Greek stocks and bonds slumped after Prime Minister Antonis Samaras opted to bring forward the process of choosing a new head of state, risking parliamentary elections in Europe’s most indebted state as early as January.
Samaras today nominated Stavros Dimas, a 73-year-old former European Union commissioner, for the post. Voting will begin next week, on Dec. 17, with two further rounds possible. Samaras will have to rely on opposition votes to push through his pick for the mainly ceremonial post; without them, his government will fall.
“It is a high stakes gamble,” Holger Schmieding, chief economist at Berenberg Bank in London, said in an e-mailed note. “Snap parliamentary elections in January could then bring left-wing Syriza into power in Athens.”
The news triggered a sell off in the Greek stock market, with the benchmark Athens Stock Exchange Index falling 10.5 percent as of 1:45 p.m. local time. Yields on Greece’s three-year bonds rose 118 basis points to 7.6 percent.
Under Greece’s constitution, a supermajority of at least 180 lawmakers in the 300-seat chamber is needed to elect a successor to the incumbent, President Karolos Papoulias. The government has just 155 lawmakers at its disposal. Failure to install a candidate after three attempts would prompt the collapse of Samaras’s coalition and the dissolution of parliament.
“Political uncertainty must end now,” government spokeswoman Sofia Voultepsi said late yesterday in an e-mailed statement announcing the vote. The coming months are “crucial” for an agreement on a credit line to replace Greece’s bailout program and negotiations over the country’s debt, she said.
Only some of the 24 lawmakers not currently caucusing with any of the country’s political parties have said they may support the government’s candidate for the presidency. All opposition party leaders have said they’ll block any pick made by Samaras, meaning the government will have to count on a revolt from opposition lawmakers against their official party lines to secure the election of a new president.
“The math is very difficult for the government,” said Aristides Hatzis, an associate professor of law and economics at the University of Athens.
Anti-bailout group Syriza, which currently leads the government in opinion polls, welcomed the announcement, saying that Samaras’s coalition didn’t have the votes to secure its choice of president. Greece’s next general election isn’t due until 2016.

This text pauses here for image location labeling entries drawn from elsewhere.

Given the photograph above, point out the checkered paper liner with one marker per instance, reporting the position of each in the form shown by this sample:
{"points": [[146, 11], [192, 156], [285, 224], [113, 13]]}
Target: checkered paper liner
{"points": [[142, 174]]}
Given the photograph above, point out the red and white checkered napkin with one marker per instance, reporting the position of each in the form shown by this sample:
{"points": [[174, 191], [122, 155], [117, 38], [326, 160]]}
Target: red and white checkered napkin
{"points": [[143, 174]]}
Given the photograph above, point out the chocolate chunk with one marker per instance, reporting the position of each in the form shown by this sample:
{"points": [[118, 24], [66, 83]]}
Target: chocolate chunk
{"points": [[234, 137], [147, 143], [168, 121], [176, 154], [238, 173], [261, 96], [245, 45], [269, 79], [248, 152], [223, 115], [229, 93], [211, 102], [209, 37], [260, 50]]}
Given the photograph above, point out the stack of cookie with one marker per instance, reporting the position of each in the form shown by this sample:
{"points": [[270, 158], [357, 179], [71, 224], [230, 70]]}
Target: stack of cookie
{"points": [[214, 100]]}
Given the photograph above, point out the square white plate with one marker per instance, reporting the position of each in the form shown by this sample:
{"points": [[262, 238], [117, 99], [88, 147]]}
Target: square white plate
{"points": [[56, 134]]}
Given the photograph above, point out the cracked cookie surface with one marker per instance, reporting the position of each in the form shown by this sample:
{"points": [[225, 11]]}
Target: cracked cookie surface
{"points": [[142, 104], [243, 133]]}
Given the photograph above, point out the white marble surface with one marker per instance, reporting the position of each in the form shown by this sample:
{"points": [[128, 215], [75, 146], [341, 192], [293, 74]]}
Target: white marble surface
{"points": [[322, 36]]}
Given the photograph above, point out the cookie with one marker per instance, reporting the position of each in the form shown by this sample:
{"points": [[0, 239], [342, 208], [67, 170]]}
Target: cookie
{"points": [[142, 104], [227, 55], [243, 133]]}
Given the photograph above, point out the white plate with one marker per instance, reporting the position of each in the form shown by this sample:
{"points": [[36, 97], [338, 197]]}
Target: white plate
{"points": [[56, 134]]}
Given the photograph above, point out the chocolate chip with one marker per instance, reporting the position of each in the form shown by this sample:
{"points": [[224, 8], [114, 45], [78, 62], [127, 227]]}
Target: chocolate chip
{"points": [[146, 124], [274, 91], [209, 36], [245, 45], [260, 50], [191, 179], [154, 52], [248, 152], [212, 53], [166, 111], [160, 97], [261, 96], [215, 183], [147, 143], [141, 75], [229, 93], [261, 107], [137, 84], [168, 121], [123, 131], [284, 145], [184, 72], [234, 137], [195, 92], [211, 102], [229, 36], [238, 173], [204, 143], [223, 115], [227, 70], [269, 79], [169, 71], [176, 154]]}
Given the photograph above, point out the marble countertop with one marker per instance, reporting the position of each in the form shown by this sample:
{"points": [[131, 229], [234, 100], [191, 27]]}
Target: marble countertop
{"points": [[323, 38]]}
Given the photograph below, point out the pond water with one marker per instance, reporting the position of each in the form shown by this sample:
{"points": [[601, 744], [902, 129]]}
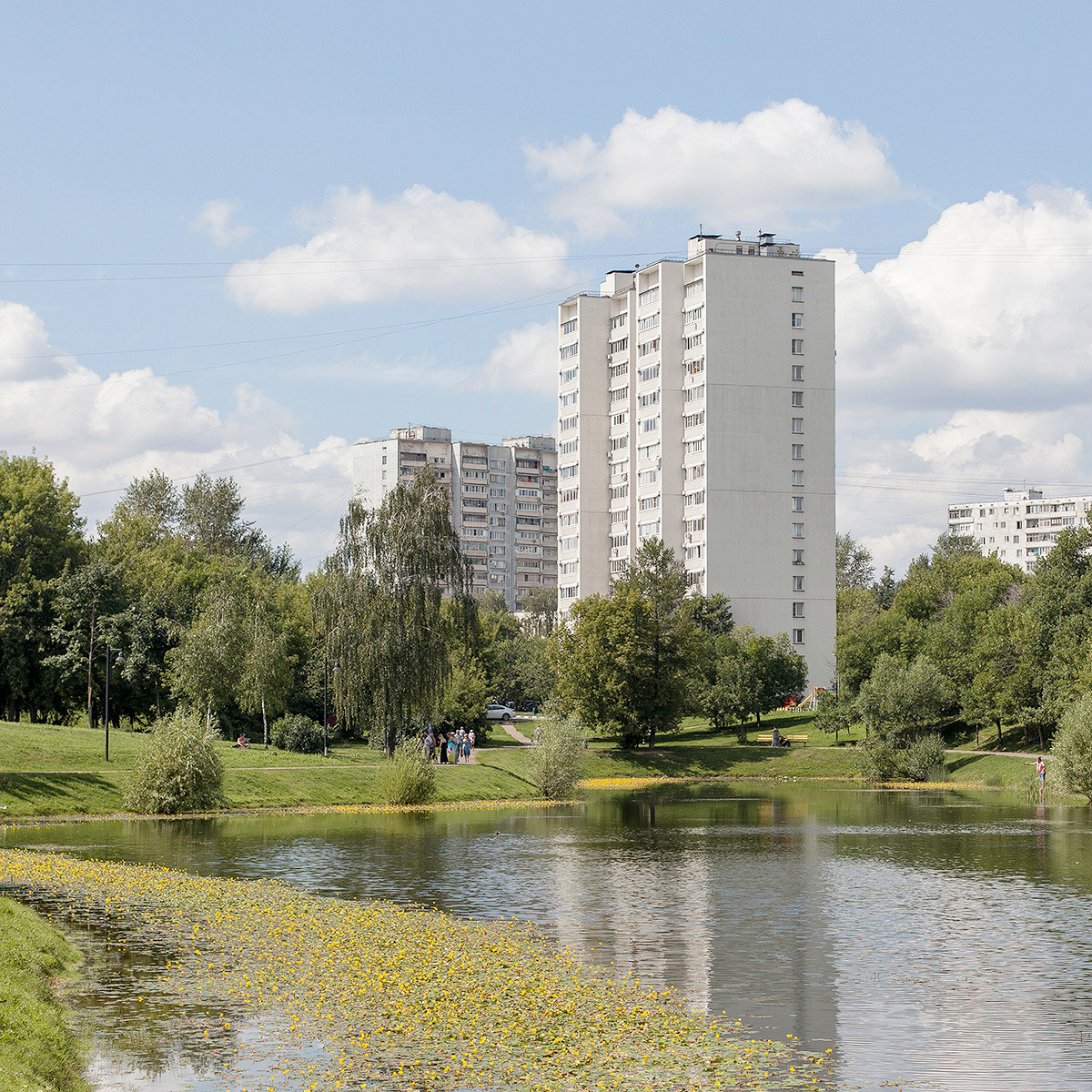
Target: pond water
{"points": [[931, 939]]}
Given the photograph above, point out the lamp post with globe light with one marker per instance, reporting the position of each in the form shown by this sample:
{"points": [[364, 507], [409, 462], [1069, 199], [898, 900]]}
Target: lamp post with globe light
{"points": [[110, 659]]}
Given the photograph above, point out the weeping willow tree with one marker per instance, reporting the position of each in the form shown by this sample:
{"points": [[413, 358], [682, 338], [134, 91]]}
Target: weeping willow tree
{"points": [[380, 603]]}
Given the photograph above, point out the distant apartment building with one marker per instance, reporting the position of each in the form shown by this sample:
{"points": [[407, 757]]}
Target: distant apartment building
{"points": [[1020, 528], [503, 500], [696, 403]]}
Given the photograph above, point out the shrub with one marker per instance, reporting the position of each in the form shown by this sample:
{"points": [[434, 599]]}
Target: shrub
{"points": [[1073, 748], [557, 762], [298, 733], [924, 759], [408, 776], [879, 759], [178, 768]]}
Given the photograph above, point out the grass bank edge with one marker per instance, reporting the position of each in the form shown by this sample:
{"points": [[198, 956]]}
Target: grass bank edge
{"points": [[38, 1047], [349, 776]]}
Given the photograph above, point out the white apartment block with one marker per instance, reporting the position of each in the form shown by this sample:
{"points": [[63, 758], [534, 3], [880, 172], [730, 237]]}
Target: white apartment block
{"points": [[1020, 528], [503, 500], [696, 403]]}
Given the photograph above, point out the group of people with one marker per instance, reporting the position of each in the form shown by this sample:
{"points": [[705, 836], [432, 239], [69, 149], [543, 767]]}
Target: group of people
{"points": [[448, 747]]}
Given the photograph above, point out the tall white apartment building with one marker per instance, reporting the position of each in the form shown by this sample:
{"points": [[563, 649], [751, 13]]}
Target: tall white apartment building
{"points": [[503, 500], [1020, 528], [696, 403]]}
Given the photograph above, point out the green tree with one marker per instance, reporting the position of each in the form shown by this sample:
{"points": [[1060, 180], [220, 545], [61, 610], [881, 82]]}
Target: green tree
{"points": [[834, 714], [41, 535], [623, 665], [178, 769], [465, 696], [206, 669], [268, 665], [87, 602], [1073, 748], [557, 760], [382, 607]]}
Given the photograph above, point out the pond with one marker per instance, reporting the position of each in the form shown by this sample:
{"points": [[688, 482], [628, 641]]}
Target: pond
{"points": [[937, 939]]}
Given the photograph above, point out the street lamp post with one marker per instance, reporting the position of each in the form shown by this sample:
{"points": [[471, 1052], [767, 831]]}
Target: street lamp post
{"points": [[106, 703], [326, 694]]}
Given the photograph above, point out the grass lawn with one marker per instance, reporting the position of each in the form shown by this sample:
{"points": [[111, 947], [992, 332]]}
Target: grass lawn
{"points": [[49, 770], [38, 1051]]}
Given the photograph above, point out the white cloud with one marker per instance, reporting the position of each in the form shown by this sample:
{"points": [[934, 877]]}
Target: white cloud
{"points": [[102, 431], [214, 219], [522, 359], [964, 367], [420, 244], [790, 157]]}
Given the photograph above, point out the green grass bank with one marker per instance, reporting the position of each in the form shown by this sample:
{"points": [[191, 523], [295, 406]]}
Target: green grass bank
{"points": [[48, 770], [38, 1049]]}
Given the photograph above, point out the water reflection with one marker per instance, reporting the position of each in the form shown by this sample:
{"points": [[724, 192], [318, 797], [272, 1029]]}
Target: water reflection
{"points": [[937, 938]]}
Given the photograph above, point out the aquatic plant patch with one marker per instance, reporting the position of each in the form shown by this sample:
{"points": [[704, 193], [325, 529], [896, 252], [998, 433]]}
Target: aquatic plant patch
{"points": [[412, 998]]}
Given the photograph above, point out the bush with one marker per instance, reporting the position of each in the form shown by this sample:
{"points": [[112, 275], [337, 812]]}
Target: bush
{"points": [[294, 732], [178, 768], [879, 759], [557, 762], [408, 776], [1073, 748]]}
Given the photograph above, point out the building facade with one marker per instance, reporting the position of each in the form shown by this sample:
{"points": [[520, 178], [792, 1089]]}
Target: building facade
{"points": [[503, 500], [1020, 528], [696, 403]]}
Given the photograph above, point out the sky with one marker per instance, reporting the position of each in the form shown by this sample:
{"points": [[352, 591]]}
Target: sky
{"points": [[240, 238]]}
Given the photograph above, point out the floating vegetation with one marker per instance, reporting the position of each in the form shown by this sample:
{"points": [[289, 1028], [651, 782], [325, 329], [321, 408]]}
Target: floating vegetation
{"points": [[412, 998]]}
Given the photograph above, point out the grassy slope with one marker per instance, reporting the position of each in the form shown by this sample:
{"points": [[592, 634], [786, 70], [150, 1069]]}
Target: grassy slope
{"points": [[36, 764], [37, 1047]]}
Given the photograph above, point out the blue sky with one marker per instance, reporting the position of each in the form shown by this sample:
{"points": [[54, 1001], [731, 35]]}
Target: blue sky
{"points": [[238, 238]]}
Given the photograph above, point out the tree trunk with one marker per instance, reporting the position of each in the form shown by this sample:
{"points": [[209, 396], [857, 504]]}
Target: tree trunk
{"points": [[91, 660]]}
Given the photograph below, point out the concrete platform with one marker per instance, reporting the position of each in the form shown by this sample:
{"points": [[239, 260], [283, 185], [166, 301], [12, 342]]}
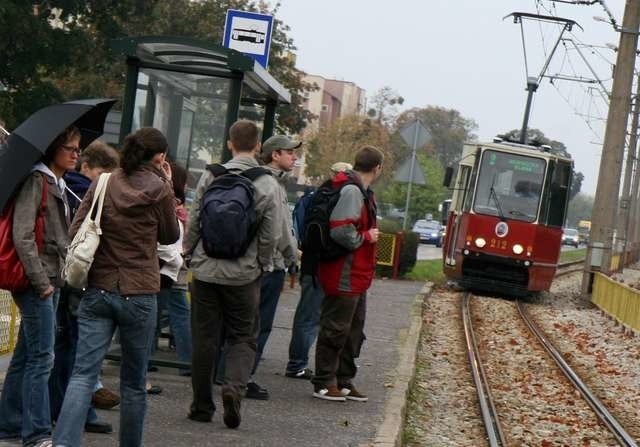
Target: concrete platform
{"points": [[292, 417]]}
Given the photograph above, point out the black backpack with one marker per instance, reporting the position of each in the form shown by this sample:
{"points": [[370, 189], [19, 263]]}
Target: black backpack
{"points": [[317, 231], [228, 219]]}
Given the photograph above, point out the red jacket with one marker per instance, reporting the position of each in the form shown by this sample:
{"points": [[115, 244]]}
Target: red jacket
{"points": [[351, 219]]}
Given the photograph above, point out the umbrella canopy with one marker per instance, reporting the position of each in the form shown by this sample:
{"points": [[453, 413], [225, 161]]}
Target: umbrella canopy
{"points": [[30, 140]]}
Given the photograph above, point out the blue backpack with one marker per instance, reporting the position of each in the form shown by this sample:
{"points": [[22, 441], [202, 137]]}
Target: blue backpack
{"points": [[299, 211], [228, 218]]}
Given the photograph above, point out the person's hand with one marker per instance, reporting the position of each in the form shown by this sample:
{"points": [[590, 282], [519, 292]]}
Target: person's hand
{"points": [[166, 168], [47, 293]]}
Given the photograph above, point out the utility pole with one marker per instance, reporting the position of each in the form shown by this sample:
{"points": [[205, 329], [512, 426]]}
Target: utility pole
{"points": [[627, 202], [605, 207]]}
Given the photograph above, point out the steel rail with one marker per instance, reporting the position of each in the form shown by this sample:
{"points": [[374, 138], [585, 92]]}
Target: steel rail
{"points": [[598, 407], [487, 408]]}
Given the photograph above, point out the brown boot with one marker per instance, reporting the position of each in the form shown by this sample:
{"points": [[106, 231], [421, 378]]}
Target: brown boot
{"points": [[105, 399]]}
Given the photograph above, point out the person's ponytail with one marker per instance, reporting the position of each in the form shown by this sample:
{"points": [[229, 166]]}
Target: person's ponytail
{"points": [[140, 147]]}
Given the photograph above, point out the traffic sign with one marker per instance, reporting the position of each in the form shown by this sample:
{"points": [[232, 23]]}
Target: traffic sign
{"points": [[249, 33]]}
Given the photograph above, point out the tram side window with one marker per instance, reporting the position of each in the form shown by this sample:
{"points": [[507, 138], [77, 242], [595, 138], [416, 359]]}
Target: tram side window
{"points": [[559, 195], [462, 187]]}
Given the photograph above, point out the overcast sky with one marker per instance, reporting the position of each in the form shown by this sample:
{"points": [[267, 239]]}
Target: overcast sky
{"points": [[460, 54]]}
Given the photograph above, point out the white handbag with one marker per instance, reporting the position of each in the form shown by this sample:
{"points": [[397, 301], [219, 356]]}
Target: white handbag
{"points": [[86, 241]]}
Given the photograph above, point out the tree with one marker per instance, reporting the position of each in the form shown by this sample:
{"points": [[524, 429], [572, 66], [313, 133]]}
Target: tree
{"points": [[424, 198], [448, 128], [538, 137], [339, 142], [385, 102], [68, 54]]}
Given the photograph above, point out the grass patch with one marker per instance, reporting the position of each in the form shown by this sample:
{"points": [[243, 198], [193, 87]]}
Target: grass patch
{"points": [[573, 255], [430, 270]]}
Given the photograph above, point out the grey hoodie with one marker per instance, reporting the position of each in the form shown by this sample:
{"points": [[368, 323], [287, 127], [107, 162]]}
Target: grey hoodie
{"points": [[285, 253], [259, 255], [42, 268]]}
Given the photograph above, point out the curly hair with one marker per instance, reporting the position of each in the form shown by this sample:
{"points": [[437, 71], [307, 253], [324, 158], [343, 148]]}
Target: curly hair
{"points": [[140, 147]]}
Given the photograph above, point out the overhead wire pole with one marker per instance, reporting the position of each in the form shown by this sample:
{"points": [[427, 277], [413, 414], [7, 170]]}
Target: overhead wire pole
{"points": [[627, 201], [606, 202]]}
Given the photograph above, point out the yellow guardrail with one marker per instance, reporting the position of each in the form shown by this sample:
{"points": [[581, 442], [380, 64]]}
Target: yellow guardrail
{"points": [[386, 249], [617, 300], [9, 322]]}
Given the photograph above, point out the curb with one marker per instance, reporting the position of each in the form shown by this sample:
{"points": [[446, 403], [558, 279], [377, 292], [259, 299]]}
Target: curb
{"points": [[389, 433]]}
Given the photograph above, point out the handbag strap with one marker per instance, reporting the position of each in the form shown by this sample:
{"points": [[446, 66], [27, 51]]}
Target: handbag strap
{"points": [[98, 197]]}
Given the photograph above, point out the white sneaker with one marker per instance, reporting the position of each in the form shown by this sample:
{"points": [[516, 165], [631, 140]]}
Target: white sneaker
{"points": [[331, 393]]}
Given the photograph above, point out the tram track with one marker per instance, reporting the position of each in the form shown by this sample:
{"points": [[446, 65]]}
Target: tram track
{"points": [[490, 416]]}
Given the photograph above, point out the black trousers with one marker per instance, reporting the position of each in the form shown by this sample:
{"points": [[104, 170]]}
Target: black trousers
{"points": [[215, 307], [340, 339]]}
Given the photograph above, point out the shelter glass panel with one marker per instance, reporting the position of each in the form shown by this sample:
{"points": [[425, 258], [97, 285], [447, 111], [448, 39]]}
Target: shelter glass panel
{"points": [[190, 109]]}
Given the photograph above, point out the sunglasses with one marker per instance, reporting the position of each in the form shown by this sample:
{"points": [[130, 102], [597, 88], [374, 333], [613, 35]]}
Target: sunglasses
{"points": [[75, 149]]}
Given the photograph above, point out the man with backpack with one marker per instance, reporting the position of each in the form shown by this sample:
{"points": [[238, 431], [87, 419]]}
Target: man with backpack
{"points": [[307, 316], [234, 226], [347, 259], [279, 157]]}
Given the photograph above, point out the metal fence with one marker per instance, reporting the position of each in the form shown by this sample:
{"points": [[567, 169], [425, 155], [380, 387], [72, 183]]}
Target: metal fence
{"points": [[386, 249], [619, 301], [9, 322]]}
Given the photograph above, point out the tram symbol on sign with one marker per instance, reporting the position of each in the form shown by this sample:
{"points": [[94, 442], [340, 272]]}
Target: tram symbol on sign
{"points": [[249, 33]]}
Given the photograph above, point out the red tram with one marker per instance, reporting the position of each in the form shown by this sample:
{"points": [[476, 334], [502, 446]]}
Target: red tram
{"points": [[508, 207]]}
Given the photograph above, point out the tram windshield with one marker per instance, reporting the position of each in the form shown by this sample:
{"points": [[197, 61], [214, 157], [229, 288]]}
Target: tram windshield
{"points": [[509, 185]]}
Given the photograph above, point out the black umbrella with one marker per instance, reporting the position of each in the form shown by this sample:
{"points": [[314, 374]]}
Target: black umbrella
{"points": [[30, 140]]}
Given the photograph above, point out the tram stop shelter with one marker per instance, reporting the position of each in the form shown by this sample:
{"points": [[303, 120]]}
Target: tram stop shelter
{"points": [[193, 90]]}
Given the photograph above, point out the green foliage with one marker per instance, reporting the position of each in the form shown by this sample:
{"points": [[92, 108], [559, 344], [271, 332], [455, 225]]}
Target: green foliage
{"points": [[580, 208], [448, 128], [390, 226], [43, 62], [430, 270], [573, 255], [424, 198], [340, 141]]}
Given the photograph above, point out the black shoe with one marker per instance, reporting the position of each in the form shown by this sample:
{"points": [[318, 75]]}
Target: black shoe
{"points": [[199, 416], [305, 374], [231, 405], [255, 391], [154, 389], [98, 427]]}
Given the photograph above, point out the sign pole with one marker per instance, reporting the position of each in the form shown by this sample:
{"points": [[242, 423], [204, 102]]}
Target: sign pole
{"points": [[413, 164]]}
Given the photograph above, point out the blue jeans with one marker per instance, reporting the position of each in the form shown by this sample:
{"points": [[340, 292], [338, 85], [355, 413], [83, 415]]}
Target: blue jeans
{"points": [[65, 354], [305, 323], [24, 405], [175, 301], [270, 288], [99, 314]]}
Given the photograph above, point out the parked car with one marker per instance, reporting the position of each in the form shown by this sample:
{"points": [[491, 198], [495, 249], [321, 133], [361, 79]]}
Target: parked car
{"points": [[570, 236], [430, 231]]}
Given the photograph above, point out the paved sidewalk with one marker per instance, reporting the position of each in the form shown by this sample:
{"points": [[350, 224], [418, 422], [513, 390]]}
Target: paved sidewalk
{"points": [[292, 417]]}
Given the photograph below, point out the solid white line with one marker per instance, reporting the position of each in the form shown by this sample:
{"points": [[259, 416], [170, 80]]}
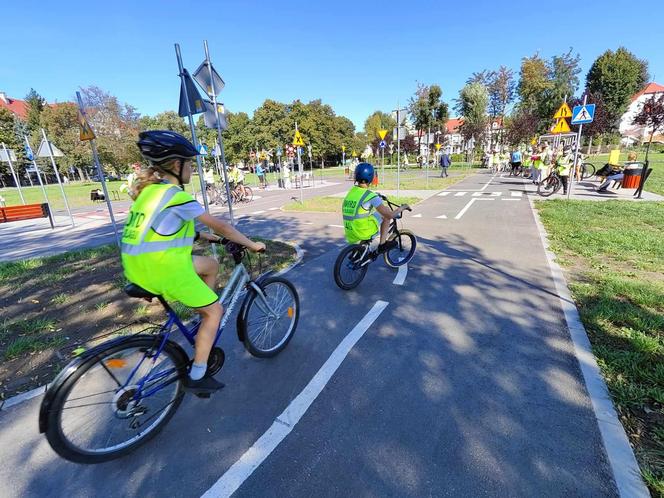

More than four-and-a-half years after Greece began receiving an international bailout in return for budget cuts and economic reforms, the government has vowed to exit the unpopular rescue program at the end of 2014. It envisages regular emergency loan disbursements being replaced with precautionary credit lines from the International Monetary Fund and the European Stability Mechanism that would come with fewer strings, and would only be used if Greek borrowing costs spike.
Samaras’s plan was announced as euro-area finance ministers meeting in Brussels yesterday said that agreement on Greece’s final bailout review, a condition for the extension of a credit line, is not possible by the end of this year. As a result, the current bailout will be extended by two months.
“Syriza may find itself winning an election, with less than a month before the program expires and Greece is left without a financial backstop,” said George Pagoulatos, a professor of European politics and economy in Athens. “This could steepen the learning curve in order to avert the worst.”
Staff teams from the troika of officials representing the country’s lenders — the European Commission, the European Central Bank and the IMF — are due to return to Athens today. There, they will resume talks on the measures required to complete the review, paving the way for the disbursement of about 7 billion euros ($8.6 billion) in aid outstanding.
The review, which started in September, remains stalled, as the country’s creditors raise doubts about the projections of next year’s budget and ask Greece to adopt more budget savings to ensure that it meets its targets.
Samaras’s pick for the presidency served as European Commissioner for Environment between 2004 and 2009. The New York-educated lawyer worked for the World Bank from 1970 to 1975 and was subsequently elected to the Greek Parliament 10 consecutive times between 1977 and 2004 for the New Democracy party now led by Samaras.
The government’s decision was “the right call,” Costas Panagopoulos, chief executive officer at Alco, an Athens-based polling company, said by phone. “The dilemma posed to lawmakers and the Greek people will enhance Greece’s position in the ongoing negotiation” with the troika of creditors. “With this move, the government limits the period of uncertainty which was damaging for the country,” he said.
Samaras “knows he has to establish political clarity,” Michael Fuchs, the deputy chairman of German Chancellor Angela Merkel’s party, said in an interview in Cologne.
It’s “a calculated risk taken by Samaras that’s actually a smart move,” said Fuchs, who said he spoke with Samaras yesterday by phone. “Its chances of paying off are more than fair. He knows what he’s doing.”